There’s no better example of the CCP’s obsession with rewriting history than their censorship around this week, the anniversary of the Tiananmen Square massacre in 1989. 

In their telling, the People’s Liberation Army never stormed Beijing. They never crushed peaceful demonstrators under their tank treads. They never turned their guns on their best and brightest young people, killing thousands. But of course all these things happened. 

We cannot let them control the past. We must remember. 

If the Tiananmen Massacre is an indictment of the CCP, it is also an indictment of us. The mask slipped. We saw the CCP’s true, brutal, paranoid face. We saw it live on TV. 

And what did we do? We rewarded them. 

Not immediately. But in the end. 

We delinked human rights from trade status. We shepherded their accession to the WTO. 

When we here in America look at Tank Man, we should feel no righteousness. His courage is remarkable because it is set against the backdrop of our own cowardice. We gave the PRC diplomatic slaps on the wrist, issued some sternly worded statements, and went straight back to our policy of relentless economic engagement. 

Our message was: keep the cheap goods flowing and if you’re going to abuse human rights, try not to get caught on camera. We told ourselves the fairy tale that as China liberalized economically, the CCP would liberalize politically. But the opposite has happened. 

And now after 34 years of relentless economic engagement, what do we see? Concentration camps in Xinjiang. The militarization of the South China Sea. A Hong Kong where over 20

people were arrested yesterday simply for wearing the wrong T-shirt, holding a candle, holding two flowers. Anything that could possibly be interpreted as a symbol of June 4th. The CCP is just as paranoid, just as vicious as they were those fateful days in June 1989. 

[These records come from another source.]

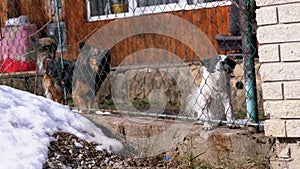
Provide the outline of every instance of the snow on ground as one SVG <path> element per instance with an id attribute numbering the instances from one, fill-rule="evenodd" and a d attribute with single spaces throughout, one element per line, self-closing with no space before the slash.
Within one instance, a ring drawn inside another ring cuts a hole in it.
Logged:
<path id="1" fill-rule="evenodd" d="M 55 132 L 68 132 L 101 143 L 108 151 L 123 146 L 66 106 L 41 96 L 0 85 L 0 166 L 42 168 Z"/>

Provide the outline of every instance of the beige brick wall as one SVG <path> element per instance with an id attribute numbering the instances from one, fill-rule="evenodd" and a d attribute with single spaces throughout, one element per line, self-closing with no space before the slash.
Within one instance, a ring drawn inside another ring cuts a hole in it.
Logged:
<path id="1" fill-rule="evenodd" d="M 256 0 L 267 136 L 300 137 L 300 0 Z"/>

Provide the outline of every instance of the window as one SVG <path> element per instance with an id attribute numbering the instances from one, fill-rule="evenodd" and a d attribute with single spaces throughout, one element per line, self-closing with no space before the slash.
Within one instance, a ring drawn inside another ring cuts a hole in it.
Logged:
<path id="1" fill-rule="evenodd" d="M 231 5 L 230 0 L 87 0 L 88 21 Z"/>

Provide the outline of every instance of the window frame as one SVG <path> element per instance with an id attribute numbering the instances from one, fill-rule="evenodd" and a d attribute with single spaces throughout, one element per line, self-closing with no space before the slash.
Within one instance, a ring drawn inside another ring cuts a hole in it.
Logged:
<path id="1" fill-rule="evenodd" d="M 217 6 L 229 6 L 232 5 L 231 0 L 220 0 L 215 2 L 203 2 L 196 4 L 188 4 L 188 0 L 178 0 L 178 3 L 170 4 L 161 4 L 161 5 L 151 5 L 146 7 L 138 7 L 138 0 L 128 0 L 128 12 L 117 13 L 117 14 L 108 14 L 100 16 L 91 16 L 90 9 L 90 0 L 86 0 L 87 5 L 87 21 L 102 21 L 102 20 L 111 20 L 117 18 L 128 18 L 134 16 L 140 16 L 145 14 L 156 14 L 172 11 L 184 11 L 184 10 L 194 10 L 194 9 L 203 9 L 203 8 L 214 8 Z"/>

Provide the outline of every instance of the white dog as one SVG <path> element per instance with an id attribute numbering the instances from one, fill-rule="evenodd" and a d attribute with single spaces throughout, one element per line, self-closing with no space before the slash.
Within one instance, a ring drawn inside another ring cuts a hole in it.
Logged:
<path id="1" fill-rule="evenodd" d="M 230 78 L 236 62 L 226 55 L 202 60 L 204 71 L 200 86 L 197 86 L 187 97 L 186 110 L 197 113 L 198 118 L 221 120 L 226 115 L 232 121 Z M 204 130 L 211 130 L 218 124 L 204 122 Z"/>

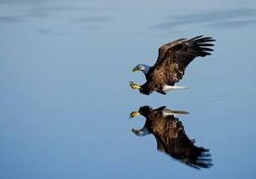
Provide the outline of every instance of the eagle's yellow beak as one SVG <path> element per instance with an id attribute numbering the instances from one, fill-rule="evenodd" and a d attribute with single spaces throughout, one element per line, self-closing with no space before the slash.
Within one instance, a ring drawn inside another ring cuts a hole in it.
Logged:
<path id="1" fill-rule="evenodd" d="M 134 90 L 136 90 L 136 89 L 140 89 L 140 85 L 138 85 L 138 84 L 136 84 L 136 83 L 134 83 L 134 82 L 132 82 L 132 81 L 129 81 L 129 86 L 130 86 L 132 89 L 134 89 Z"/>
<path id="2" fill-rule="evenodd" d="M 139 71 L 138 67 L 135 67 L 135 68 L 132 69 L 132 72 L 136 72 L 136 71 Z"/>
<path id="3" fill-rule="evenodd" d="M 129 114 L 129 118 L 133 118 L 135 116 L 138 116 L 138 115 L 140 115 L 140 113 L 139 112 L 132 112 L 130 114 Z"/>

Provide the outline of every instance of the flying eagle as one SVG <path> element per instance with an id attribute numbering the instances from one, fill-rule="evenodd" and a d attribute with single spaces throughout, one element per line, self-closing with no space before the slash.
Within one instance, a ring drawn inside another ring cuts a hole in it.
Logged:
<path id="1" fill-rule="evenodd" d="M 158 49 L 158 58 L 153 66 L 138 65 L 135 71 L 142 71 L 147 81 L 143 85 L 138 85 L 130 81 L 132 89 L 140 90 L 142 94 L 149 95 L 152 91 L 166 94 L 166 91 L 175 89 L 186 89 L 186 87 L 175 86 L 175 83 L 182 79 L 185 69 L 189 64 L 198 56 L 210 55 L 214 42 L 212 37 L 197 36 L 192 39 L 179 39 L 165 44 Z"/>
<path id="2" fill-rule="evenodd" d="M 175 115 L 187 114 L 188 112 L 173 111 L 162 106 L 152 109 L 142 106 L 139 112 L 132 112 L 130 118 L 143 115 L 146 118 L 141 129 L 132 129 L 137 136 L 152 134 L 156 138 L 157 149 L 173 157 L 187 165 L 201 169 L 210 168 L 212 164 L 209 149 L 194 145 L 195 140 L 189 139 L 184 126 Z"/>

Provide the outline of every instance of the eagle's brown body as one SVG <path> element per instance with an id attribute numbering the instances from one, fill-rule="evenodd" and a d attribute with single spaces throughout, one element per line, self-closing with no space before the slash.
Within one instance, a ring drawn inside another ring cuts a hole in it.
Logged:
<path id="1" fill-rule="evenodd" d="M 189 40 L 179 39 L 159 48 L 158 58 L 146 75 L 147 81 L 140 91 L 150 94 L 157 91 L 165 94 L 165 86 L 174 86 L 185 74 L 188 65 L 198 56 L 210 55 L 213 46 L 212 37 L 198 36 Z"/>
<path id="2" fill-rule="evenodd" d="M 143 128 L 154 136 L 157 149 L 197 169 L 212 166 L 211 159 L 207 158 L 210 157 L 207 153 L 209 150 L 195 146 L 195 141 L 188 137 L 178 118 L 163 114 L 165 109 L 165 106 L 155 110 L 142 106 L 139 110 L 139 113 L 147 118 Z M 140 130 L 133 129 L 133 132 L 136 134 Z"/>

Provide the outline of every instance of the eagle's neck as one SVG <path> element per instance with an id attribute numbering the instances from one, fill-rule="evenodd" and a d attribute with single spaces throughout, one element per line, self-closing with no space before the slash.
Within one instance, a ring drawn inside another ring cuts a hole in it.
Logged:
<path id="1" fill-rule="evenodd" d="M 148 74 L 152 66 L 147 66 L 147 65 L 142 65 L 142 66 L 143 66 L 142 72 L 143 72 L 145 75 Z"/>

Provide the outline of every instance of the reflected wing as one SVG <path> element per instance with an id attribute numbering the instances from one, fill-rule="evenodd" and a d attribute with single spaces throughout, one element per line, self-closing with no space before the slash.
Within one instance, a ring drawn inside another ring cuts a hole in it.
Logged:
<path id="1" fill-rule="evenodd" d="M 213 165 L 209 150 L 194 145 L 177 118 L 170 116 L 167 121 L 163 120 L 163 123 L 158 124 L 157 126 L 158 128 L 152 131 L 160 151 L 197 169 L 209 168 Z"/>
<path id="2" fill-rule="evenodd" d="M 212 37 L 197 36 L 186 40 L 179 39 L 159 48 L 158 59 L 153 66 L 152 77 L 164 78 L 165 83 L 174 85 L 182 78 L 188 65 L 198 56 L 211 54 L 213 46 Z"/>

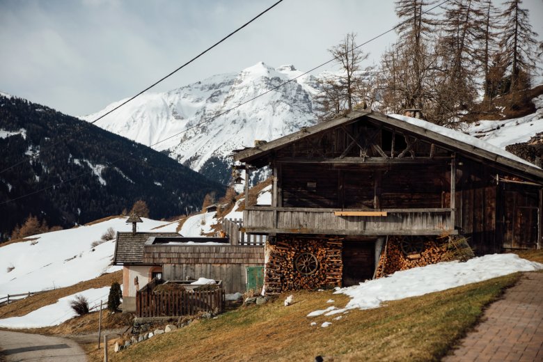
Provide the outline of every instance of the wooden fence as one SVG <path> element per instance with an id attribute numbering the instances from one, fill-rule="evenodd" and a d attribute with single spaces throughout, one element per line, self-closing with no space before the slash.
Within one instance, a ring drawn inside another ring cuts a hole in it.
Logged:
<path id="1" fill-rule="evenodd" d="M 20 299 L 24 299 L 25 298 L 28 298 L 31 295 L 42 293 L 44 292 L 47 292 L 47 290 L 41 290 L 40 292 L 28 292 L 26 293 L 21 293 L 21 294 L 8 294 L 6 297 L 2 297 L 1 298 L 0 298 L 0 306 L 9 304 L 10 303 L 13 303 L 14 301 Z"/>
<path id="2" fill-rule="evenodd" d="M 230 239 L 232 245 L 264 245 L 266 235 L 246 234 L 242 231 L 243 219 L 225 219 L 223 220 L 223 229 Z"/>
<path id="3" fill-rule="evenodd" d="M 212 290 L 164 290 L 159 293 L 153 293 L 153 289 L 144 288 L 136 293 L 138 317 L 178 317 L 224 310 L 224 290 L 221 288 Z"/>

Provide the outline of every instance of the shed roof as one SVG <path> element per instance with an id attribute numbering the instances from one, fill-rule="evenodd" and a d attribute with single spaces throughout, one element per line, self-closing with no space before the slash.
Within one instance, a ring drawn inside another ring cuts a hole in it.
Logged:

Why is Beijing so obsessed with squashing all mention of the Tiananmen Massacre? Because they are terrified that they will lose control of one of their most important narratives. In their telling, the Chinese people desire the safety and security the Party provides far more than any pesky freedoms of conscience. 

That’s why CCP censors have also removed Sitong Bridge from the map apps in China this week, the site of Peng Lifa’s famous “Bridgeman” protests in October of last year that led to the White Paper movement. 

Bridge Man shows that today is not just about remembering something that happened 34 years ago. It’s about learning lessons for our current time. 

Alarming reports have detailed a crackdown on White Paper protestors around China. If the world turns its back on the peaceful white paper protestors and Peng Lifa, the CCP will know that it can still get away with brutalities like Tiananmen Square. The PRC must provide information about the whereabouts of these brave voices for freedom and release them. 

Appeasing the CCP only emboldens the worst authoritarian instincts of this Marxist-Leninist regime. The famous Soviet dissident Alexander Solzhenitsyn may have put it best: “The very ideology of communism, all Lenin’s teachings are that…if you can take it, do so. If you can attack, strike. But if there’s a wall, then retreat. The Communist leaders respect only firmness and have contempt for persons who continually give in to them.” It’s not too late to learn the lessons of June 1989.